Plucking the flower of a minute trumpet narcissus with a ripe anther in the appropriate stage of development, Brent stripped back the perianth sections from the pollen-laden part and brought it over to another bed where he found a clump of much larger, early narcissus ‘Monal,’ looking for a flower young enough to have escaped prior pollinization. When he found it, touché!
Despite the history of the daffodil fields on the Heath property, Brent Heath is not all that sanguine about its soil: he has taken to planting his bulbs — other plants too — not in the soil, but on it, in compost. (His county produces compost commercially, it is gorgeous, and it sells for about $20 a yard.) As he describes it, he spreads his bulbs out upon the ground and applies the appropriate amount of compost over them. They grow better, he says; he has not dug a planting hole in years.
A new rock garden is underway farther along the bay shore. As we walked over to it, in answer to a question from another member of our group about weed control, Brent described company policy, which is predicated on absolute support for the health of adjacent Chesapeake Bay.
“Since World War II,” according to Brent, “over 40 percent of the bay’s area has become a dead zone.” There is always a chain reaction: you cannot kill one species and not expect other species to suffer. The Heaths use no horticultural chemicals, whether fertilizers, herbicides, or pesticides, but do apply a homemade vinegar/citrus oil concoction to control weeds.
Brent’s rock garden contains tiny species bulbs requiring the perfect drainage of scree, which he supplies using pea-stone and sharp crushed stone. N. asturiensis, species and named jonquillas, bulbodicums, such as cantabricus looking like lush grass studded with tiny hoops: all demand close inspection.
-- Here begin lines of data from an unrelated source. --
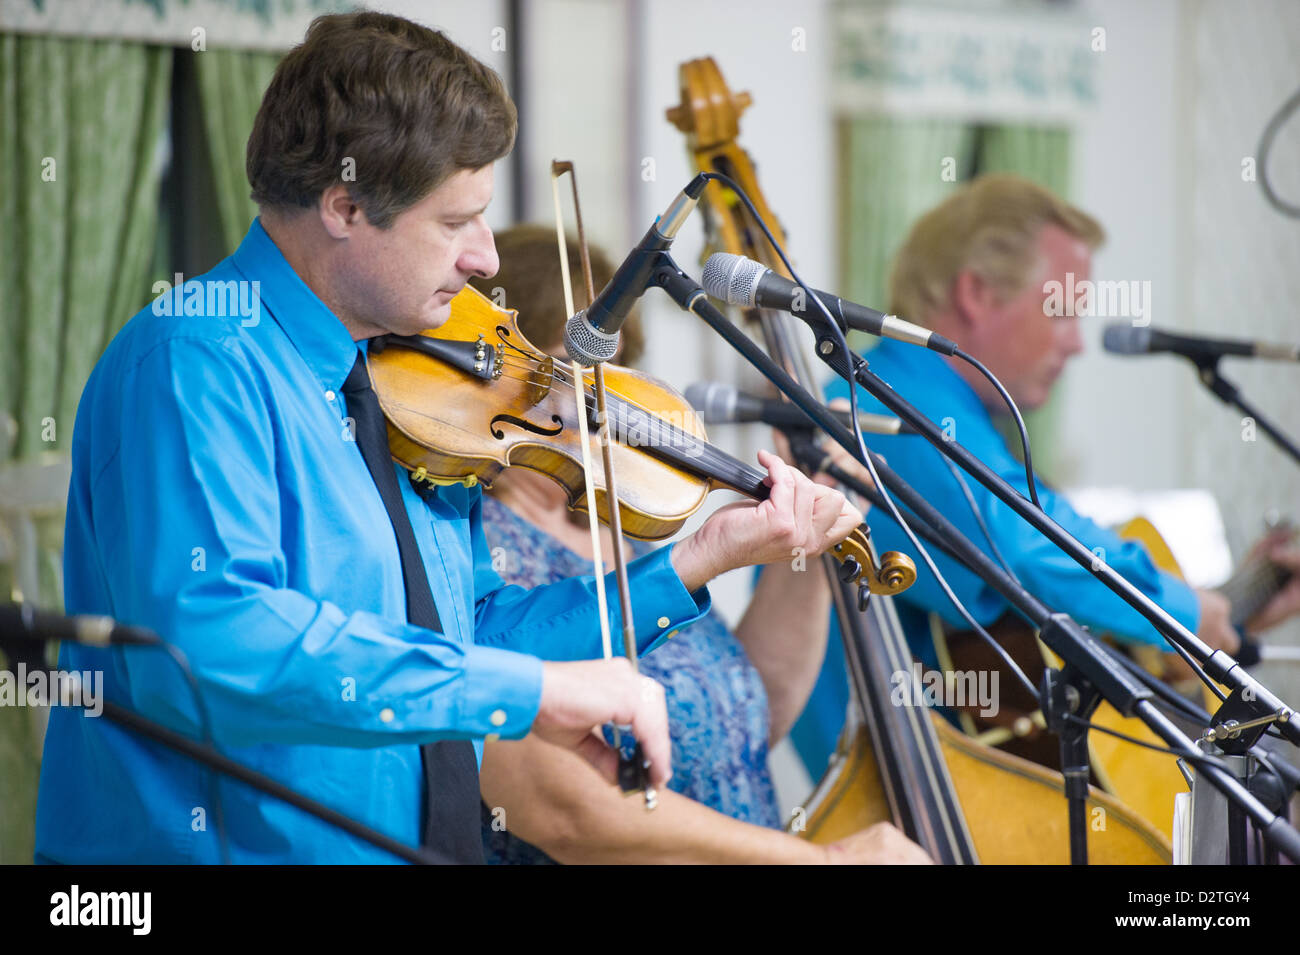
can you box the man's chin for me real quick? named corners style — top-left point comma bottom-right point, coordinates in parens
top-left (412, 302), bottom-right (453, 334)
top-left (1025, 382), bottom-right (1058, 411)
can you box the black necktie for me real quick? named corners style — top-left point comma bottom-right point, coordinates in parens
top-left (342, 350), bottom-right (484, 864)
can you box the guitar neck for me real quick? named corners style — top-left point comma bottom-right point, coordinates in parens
top-left (1218, 553), bottom-right (1293, 630)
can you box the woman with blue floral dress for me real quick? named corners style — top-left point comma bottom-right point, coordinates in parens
top-left (471, 226), bottom-right (928, 865)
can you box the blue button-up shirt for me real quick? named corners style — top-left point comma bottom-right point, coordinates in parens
top-left (35, 218), bottom-right (709, 864)
top-left (828, 339), bottom-right (1199, 641)
top-left (789, 339), bottom-right (1199, 776)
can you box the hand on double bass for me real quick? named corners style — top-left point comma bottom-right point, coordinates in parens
top-left (828, 823), bottom-right (935, 865)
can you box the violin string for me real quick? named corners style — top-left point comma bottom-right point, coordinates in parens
top-left (496, 357), bottom-right (703, 435)
top-left (490, 358), bottom-right (759, 485)
top-left (490, 345), bottom-right (770, 488)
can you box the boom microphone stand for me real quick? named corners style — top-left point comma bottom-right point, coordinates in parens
top-left (1191, 356), bottom-right (1300, 468)
top-left (2, 606), bottom-right (449, 865)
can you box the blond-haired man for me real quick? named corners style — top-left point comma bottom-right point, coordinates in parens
top-left (795, 174), bottom-right (1300, 771)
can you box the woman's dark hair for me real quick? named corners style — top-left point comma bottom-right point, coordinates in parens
top-left (469, 224), bottom-right (645, 366)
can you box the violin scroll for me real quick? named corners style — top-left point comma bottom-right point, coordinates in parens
top-left (833, 527), bottom-right (917, 596)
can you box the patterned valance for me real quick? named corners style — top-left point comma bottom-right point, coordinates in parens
top-left (0, 0), bottom-right (345, 50)
top-left (833, 0), bottom-right (1097, 125)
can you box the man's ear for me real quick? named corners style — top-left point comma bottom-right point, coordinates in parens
top-left (318, 184), bottom-right (366, 239)
top-left (951, 268), bottom-right (997, 332)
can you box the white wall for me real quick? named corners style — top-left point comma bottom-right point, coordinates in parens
top-left (1062, 0), bottom-right (1191, 492)
top-left (371, 0), bottom-right (517, 230)
top-left (1182, 0), bottom-right (1300, 707)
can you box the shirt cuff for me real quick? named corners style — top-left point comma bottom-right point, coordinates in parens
top-left (627, 541), bottom-right (713, 656)
top-left (1117, 573), bottom-right (1201, 648)
top-left (456, 644), bottom-right (544, 740)
top-left (1158, 574), bottom-right (1201, 640)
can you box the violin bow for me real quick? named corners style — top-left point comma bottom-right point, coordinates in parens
top-left (550, 160), bottom-right (657, 809)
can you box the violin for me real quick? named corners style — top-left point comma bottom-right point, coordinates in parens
top-left (365, 284), bottom-right (916, 599)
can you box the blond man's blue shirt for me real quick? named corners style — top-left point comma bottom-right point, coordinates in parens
top-left (790, 339), bottom-right (1199, 776)
top-left (826, 339), bottom-right (1199, 642)
top-left (35, 218), bottom-right (708, 863)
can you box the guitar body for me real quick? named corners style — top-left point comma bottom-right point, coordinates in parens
top-left (935, 517), bottom-right (1217, 842)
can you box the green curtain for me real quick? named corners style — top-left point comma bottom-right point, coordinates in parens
top-left (838, 116), bottom-right (978, 322)
top-left (194, 49), bottom-right (282, 254)
top-left (0, 32), bottom-right (172, 864)
top-left (976, 125), bottom-right (1072, 197)
top-left (0, 34), bottom-right (171, 463)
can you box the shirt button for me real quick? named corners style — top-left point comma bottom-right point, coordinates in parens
top-left (490, 709), bottom-right (507, 727)
top-left (657, 616), bottom-right (670, 629)
top-left (325, 390), bottom-right (336, 402)
top-left (379, 707), bottom-right (394, 723)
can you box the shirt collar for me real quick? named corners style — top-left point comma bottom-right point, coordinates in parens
top-left (873, 338), bottom-right (986, 417)
top-left (231, 217), bottom-right (361, 393)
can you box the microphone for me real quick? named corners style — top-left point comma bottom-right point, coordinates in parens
top-left (563, 174), bottom-right (708, 366)
top-left (701, 252), bottom-right (957, 356)
top-left (1, 603), bottom-right (161, 649)
top-left (685, 382), bottom-right (912, 436)
top-left (1103, 323), bottom-right (1300, 363)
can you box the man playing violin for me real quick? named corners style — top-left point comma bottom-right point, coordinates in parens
top-left (36, 11), bottom-right (870, 864)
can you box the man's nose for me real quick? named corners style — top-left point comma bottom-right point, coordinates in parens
top-left (461, 221), bottom-right (499, 280)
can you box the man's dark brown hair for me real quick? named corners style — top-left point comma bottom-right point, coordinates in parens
top-left (469, 224), bottom-right (645, 367)
top-left (247, 11), bottom-right (517, 228)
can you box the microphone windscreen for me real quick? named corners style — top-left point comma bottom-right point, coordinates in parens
top-left (563, 310), bottom-right (619, 367)
top-left (1102, 323), bottom-right (1150, 355)
top-left (702, 253), bottom-right (764, 307)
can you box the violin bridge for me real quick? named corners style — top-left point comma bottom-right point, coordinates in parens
top-left (526, 354), bottom-right (555, 406)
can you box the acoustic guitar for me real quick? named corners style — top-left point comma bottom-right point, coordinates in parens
top-left (934, 517), bottom-right (1297, 839)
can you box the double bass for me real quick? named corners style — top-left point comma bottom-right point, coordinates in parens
top-left (666, 57), bottom-right (1170, 864)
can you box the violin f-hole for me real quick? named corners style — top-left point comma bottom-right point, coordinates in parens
top-left (489, 412), bottom-right (565, 441)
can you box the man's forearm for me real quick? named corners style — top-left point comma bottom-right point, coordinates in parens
top-left (735, 561), bottom-right (832, 743)
top-left (475, 543), bottom-right (710, 659)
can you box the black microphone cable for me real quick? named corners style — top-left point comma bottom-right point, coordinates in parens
top-left (36, 608), bottom-right (234, 864)
top-left (1258, 83), bottom-right (1300, 219)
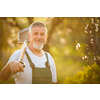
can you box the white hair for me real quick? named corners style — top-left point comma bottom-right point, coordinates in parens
top-left (29, 22), bottom-right (47, 34)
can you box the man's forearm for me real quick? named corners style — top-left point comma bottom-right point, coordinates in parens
top-left (0, 62), bottom-right (13, 81)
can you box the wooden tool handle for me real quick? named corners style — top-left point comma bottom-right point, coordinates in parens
top-left (19, 40), bottom-right (28, 61)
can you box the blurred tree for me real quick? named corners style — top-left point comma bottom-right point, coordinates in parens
top-left (0, 17), bottom-right (3, 67)
top-left (27, 17), bottom-right (34, 24)
top-left (43, 17), bottom-right (63, 52)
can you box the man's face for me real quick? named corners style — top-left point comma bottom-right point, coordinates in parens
top-left (28, 26), bottom-right (47, 50)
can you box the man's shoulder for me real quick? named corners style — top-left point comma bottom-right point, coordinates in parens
top-left (43, 51), bottom-right (55, 67)
top-left (13, 49), bottom-right (21, 55)
top-left (44, 51), bottom-right (50, 56)
top-left (10, 49), bottom-right (22, 58)
top-left (7, 49), bottom-right (22, 64)
top-left (44, 51), bottom-right (53, 59)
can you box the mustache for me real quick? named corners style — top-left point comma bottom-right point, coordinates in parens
top-left (35, 39), bottom-right (43, 42)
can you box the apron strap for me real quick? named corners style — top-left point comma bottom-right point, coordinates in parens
top-left (25, 51), bottom-right (35, 69)
top-left (44, 52), bottom-right (51, 69)
top-left (44, 52), bottom-right (49, 63)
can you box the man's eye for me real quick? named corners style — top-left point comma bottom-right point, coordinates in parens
top-left (34, 33), bottom-right (38, 35)
top-left (41, 33), bottom-right (45, 36)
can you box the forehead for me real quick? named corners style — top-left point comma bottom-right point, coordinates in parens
top-left (31, 26), bottom-right (46, 33)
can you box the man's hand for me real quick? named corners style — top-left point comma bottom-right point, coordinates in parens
top-left (0, 60), bottom-right (25, 81)
top-left (9, 61), bottom-right (25, 74)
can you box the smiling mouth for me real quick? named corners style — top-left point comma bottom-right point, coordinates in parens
top-left (35, 39), bottom-right (43, 43)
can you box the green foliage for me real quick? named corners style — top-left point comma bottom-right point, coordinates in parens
top-left (64, 63), bottom-right (100, 84)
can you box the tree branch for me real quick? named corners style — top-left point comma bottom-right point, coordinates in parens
top-left (87, 61), bottom-right (100, 74)
top-left (80, 17), bottom-right (100, 69)
top-left (80, 17), bottom-right (91, 36)
top-left (96, 49), bottom-right (100, 55)
top-left (92, 17), bottom-right (100, 67)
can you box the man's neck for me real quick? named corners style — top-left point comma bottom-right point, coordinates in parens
top-left (28, 45), bottom-right (44, 57)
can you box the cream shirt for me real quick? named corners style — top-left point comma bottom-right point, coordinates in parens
top-left (7, 47), bottom-right (57, 84)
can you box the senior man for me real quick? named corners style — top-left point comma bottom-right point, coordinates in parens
top-left (0, 22), bottom-right (57, 84)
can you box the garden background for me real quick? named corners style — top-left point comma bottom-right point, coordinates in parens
top-left (0, 17), bottom-right (100, 84)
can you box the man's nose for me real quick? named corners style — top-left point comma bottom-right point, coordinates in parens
top-left (37, 33), bottom-right (42, 38)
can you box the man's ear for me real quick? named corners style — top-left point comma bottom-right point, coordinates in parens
top-left (28, 33), bottom-right (30, 40)
top-left (45, 34), bottom-right (48, 43)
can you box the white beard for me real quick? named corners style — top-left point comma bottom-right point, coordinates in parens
top-left (33, 41), bottom-right (44, 50)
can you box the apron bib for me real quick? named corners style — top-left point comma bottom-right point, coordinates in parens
top-left (25, 51), bottom-right (52, 84)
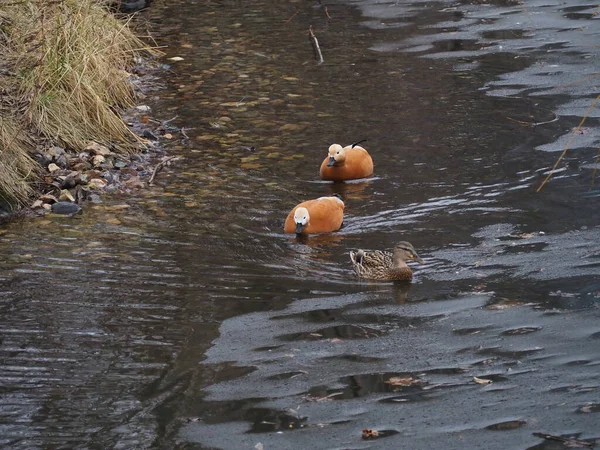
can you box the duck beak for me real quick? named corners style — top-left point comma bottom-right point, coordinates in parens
top-left (413, 255), bottom-right (425, 264)
top-left (295, 223), bottom-right (304, 234)
top-left (327, 156), bottom-right (336, 167)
Running roughly north/south, the east-facing side was about a week ahead, had much more bloom, and clearly demonstrated the importance of microclimates and siting.
As we continued our walk we passed the fields of the earlier Heath bulb business, the Daffodil Mart. Older favorites live here, such as “Ceylon,” “Marieke,” and “Carlton,” as well as newer cultivars such as “Rapture,” a beautiful pale yellow with the swept-back form of cyclamineous hybrids. They have perennialized well and continue as fat clumps full of buds due to their compost-enriched lives.
Winding through aisles of blossom-heavy camellias, fruit trees, and compost bins, more and more plantings of bulbs and other earlies, such as hellebores, Scilla peruviana, leucojums, the last of the snowdrops, and Moricandia arvensis (I would have sworn it was hesperis) came into sight. It was clear there is no end in sight for the Heath garden projects.
Heading back toward the house, the lilies and phlox were already pushing up through casually sown radicchio, kale, and lettuce.
Correction
Fact check, fact check, fact check: it is, of course, Crocus tommasinianus, the lovely lavender species, pictured in the previous column, critter-resistant and very early.